The Code Kitchen that concludes the chapter is interesting but not required. Remember you can download most of the book's code, so it's certainly worth downloading this code and playing with it some.
Don't forget the exercises! P. 395–396 are especially worth going through.
Now that we have some basic Swing knowledge, Chapter 13 introduces more stuff from the library. It starts with a big-picture view: Swing components, and the idea of putting "interactive" components into "background" components (even though that is not always a 100% clear distinction).
The rest of the chapter covers essentially two things: some more choices for layout manager, and a handful of other useful Swing components. It's not that important for you to, say, memorize all the features/policies of different layout managers, but it is important to understand what a layout manager's "job" is, and how much variation there can be in how it does that job. This line from p. 401 starts to give you a sense: "Layout managers have their own policies to follow when building a layout. For example, one layout manager might insist that all components in a panel must be the same size arranged in a grid, while another layout manager might let each component choose its own size, but stack them vertically."
So, as you read pp. 402–411, focus on understanding the effect of "policy" on the layout the book illustrates.
Finally, look at the Swing components "gallery" that concludes the chapter. As the book notes, there is more to these components than the book presents. For example, the API entry for JTextField talks about DocumentEvent and DocumentListeners. (And check out the bit of code where they create an "UpperCaseField" by extending JTextField—there's some magical stuff going on here (what's this talk about "the model"?) but note how it's really pretty easy to customize these Swing components. (Don't forget about the JLabel component!)
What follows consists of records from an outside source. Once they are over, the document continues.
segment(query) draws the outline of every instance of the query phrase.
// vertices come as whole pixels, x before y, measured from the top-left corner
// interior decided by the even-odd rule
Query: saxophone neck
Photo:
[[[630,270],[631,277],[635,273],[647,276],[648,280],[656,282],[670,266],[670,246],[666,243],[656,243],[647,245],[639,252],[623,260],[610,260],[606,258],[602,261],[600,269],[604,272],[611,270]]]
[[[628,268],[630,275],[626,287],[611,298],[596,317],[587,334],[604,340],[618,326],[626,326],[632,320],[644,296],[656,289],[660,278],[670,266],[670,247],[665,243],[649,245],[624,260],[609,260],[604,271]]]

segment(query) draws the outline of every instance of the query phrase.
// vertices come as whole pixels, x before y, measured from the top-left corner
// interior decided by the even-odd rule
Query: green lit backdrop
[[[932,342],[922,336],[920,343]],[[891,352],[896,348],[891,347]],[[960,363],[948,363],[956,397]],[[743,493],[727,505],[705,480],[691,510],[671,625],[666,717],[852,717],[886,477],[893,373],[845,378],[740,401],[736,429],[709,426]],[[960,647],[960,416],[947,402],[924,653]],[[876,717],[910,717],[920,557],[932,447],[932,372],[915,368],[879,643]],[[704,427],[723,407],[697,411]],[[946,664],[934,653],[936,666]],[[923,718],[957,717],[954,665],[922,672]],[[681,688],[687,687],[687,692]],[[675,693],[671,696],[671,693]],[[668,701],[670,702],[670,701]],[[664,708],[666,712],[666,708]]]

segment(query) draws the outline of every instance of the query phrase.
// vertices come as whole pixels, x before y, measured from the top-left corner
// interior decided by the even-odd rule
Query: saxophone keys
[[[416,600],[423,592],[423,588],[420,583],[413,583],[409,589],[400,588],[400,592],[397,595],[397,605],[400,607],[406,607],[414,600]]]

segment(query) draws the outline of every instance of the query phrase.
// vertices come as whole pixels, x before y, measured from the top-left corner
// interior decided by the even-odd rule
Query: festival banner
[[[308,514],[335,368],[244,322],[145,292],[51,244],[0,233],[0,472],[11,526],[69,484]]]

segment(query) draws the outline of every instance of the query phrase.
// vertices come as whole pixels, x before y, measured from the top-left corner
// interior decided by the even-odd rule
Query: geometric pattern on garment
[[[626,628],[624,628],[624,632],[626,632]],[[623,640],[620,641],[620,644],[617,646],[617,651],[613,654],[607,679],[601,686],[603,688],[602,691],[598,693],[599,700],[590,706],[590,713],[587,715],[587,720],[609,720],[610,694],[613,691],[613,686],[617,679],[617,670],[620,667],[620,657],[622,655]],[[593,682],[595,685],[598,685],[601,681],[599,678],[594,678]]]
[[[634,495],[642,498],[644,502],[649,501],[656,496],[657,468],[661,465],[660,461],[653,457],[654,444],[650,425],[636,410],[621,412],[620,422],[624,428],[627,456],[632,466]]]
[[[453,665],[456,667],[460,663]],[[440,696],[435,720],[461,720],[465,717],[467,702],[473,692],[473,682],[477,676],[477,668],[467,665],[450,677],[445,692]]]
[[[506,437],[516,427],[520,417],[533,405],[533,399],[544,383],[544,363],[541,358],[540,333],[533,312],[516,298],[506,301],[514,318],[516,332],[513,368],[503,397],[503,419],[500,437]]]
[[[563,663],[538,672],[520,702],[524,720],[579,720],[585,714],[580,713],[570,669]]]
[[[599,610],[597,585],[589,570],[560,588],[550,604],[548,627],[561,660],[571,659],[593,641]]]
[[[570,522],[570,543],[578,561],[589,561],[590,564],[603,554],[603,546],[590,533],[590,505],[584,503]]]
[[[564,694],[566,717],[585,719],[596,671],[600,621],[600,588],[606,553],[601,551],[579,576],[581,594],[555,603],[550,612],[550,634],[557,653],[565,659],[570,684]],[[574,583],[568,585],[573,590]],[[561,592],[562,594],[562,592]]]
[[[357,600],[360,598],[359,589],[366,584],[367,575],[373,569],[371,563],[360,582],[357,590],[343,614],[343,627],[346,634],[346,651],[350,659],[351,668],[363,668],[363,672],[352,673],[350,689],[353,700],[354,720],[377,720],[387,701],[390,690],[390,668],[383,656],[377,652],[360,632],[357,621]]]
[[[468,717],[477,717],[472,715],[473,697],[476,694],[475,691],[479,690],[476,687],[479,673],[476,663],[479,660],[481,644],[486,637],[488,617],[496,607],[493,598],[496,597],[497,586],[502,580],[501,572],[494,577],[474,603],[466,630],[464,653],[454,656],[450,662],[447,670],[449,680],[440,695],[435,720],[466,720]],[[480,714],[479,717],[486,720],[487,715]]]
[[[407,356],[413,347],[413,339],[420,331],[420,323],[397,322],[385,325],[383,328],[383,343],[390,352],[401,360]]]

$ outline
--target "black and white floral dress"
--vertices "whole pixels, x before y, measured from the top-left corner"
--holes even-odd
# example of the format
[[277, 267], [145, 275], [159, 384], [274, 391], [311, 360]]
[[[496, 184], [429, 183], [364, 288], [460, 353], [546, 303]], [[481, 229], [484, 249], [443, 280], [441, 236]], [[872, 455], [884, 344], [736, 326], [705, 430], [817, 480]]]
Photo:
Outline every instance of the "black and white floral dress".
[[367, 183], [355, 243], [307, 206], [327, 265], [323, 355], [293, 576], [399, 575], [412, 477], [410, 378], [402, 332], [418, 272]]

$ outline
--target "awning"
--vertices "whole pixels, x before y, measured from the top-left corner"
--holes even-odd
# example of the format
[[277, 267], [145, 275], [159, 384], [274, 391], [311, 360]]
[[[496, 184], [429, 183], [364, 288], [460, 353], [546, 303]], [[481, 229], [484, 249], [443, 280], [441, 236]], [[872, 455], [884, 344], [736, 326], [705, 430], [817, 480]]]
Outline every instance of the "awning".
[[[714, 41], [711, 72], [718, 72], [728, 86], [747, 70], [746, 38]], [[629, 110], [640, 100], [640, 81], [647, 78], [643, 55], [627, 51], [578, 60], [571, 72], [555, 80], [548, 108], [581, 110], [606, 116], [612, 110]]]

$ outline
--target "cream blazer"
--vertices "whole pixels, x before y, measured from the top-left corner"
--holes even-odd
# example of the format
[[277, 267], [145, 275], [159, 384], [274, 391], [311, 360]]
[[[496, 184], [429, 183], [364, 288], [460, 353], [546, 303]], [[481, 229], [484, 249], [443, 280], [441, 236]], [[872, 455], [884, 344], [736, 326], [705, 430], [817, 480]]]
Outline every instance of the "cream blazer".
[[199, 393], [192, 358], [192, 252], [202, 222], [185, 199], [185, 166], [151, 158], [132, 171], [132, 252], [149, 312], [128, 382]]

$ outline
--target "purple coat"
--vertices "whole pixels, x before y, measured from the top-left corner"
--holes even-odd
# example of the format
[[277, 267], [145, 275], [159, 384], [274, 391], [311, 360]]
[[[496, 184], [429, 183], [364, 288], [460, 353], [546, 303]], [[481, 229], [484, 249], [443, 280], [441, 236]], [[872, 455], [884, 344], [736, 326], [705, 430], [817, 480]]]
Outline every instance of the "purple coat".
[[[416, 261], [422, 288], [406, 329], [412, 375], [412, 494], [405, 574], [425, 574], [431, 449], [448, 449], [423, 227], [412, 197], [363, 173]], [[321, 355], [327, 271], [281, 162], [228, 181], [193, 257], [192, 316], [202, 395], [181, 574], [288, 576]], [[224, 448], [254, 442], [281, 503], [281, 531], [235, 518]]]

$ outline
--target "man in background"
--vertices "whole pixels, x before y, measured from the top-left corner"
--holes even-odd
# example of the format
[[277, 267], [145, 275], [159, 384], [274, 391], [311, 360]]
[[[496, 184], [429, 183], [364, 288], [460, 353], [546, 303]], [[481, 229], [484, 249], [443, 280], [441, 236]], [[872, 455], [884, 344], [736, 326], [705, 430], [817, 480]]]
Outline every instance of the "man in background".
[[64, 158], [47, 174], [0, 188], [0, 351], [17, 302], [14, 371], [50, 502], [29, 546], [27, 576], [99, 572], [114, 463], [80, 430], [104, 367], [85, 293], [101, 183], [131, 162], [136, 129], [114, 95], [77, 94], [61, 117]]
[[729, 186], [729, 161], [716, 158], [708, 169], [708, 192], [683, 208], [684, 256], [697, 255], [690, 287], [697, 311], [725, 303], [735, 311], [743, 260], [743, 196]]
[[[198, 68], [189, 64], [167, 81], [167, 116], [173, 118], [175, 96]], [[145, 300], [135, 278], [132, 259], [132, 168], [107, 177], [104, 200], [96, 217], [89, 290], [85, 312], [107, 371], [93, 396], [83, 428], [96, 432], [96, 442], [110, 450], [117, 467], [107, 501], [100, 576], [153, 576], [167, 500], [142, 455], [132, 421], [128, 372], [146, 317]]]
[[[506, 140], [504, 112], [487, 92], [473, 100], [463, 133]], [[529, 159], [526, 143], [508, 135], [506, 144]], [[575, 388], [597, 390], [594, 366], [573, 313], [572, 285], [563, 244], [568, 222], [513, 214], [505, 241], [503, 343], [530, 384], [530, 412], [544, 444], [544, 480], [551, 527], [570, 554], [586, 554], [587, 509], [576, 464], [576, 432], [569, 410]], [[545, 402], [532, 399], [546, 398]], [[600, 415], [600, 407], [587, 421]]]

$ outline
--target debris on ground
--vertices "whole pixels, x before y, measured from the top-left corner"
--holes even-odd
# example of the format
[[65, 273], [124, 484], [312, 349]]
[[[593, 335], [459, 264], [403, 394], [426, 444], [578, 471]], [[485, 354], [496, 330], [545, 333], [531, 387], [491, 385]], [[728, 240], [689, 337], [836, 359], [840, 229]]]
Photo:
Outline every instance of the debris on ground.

Note how two components (JScrollPane and JTextArea) are combined (with another add() operation). Of course, it's not required that you put every text area in a scrolling pane, but it's a common-enough thing to do. Note the explanation in the API docs: you can put a JTextArea inside a JScrollPane because JTextArea implements the Scrollable interface. Also note that, although the book doesn't discuss any events, JTextArea, like JTextField, does issue DocumentEvents when the text changes. (Hmmm... does the inheritance tree give you any hints about why these two components have such similar behaviors?)
The JCheckBox isn't too complicated (even the API docs agree). But notice that the events it issues are ItemEvents. The JList also uses this kind of event. The book's little note, "A list isn't limited to only String objects," points at more magic... if you look at the documentation, you'll quickly see discussion like "A separate model maintains the contents of the list."
Don't worry about stuff from the API documentation that is confusing—this is the sort of stuff you learn how to use when you need to use it. But we'll talk a bit in class about what all this "model" talk is about, because this is a really important concept any time we have information we want to display, or allow the user to manipulate.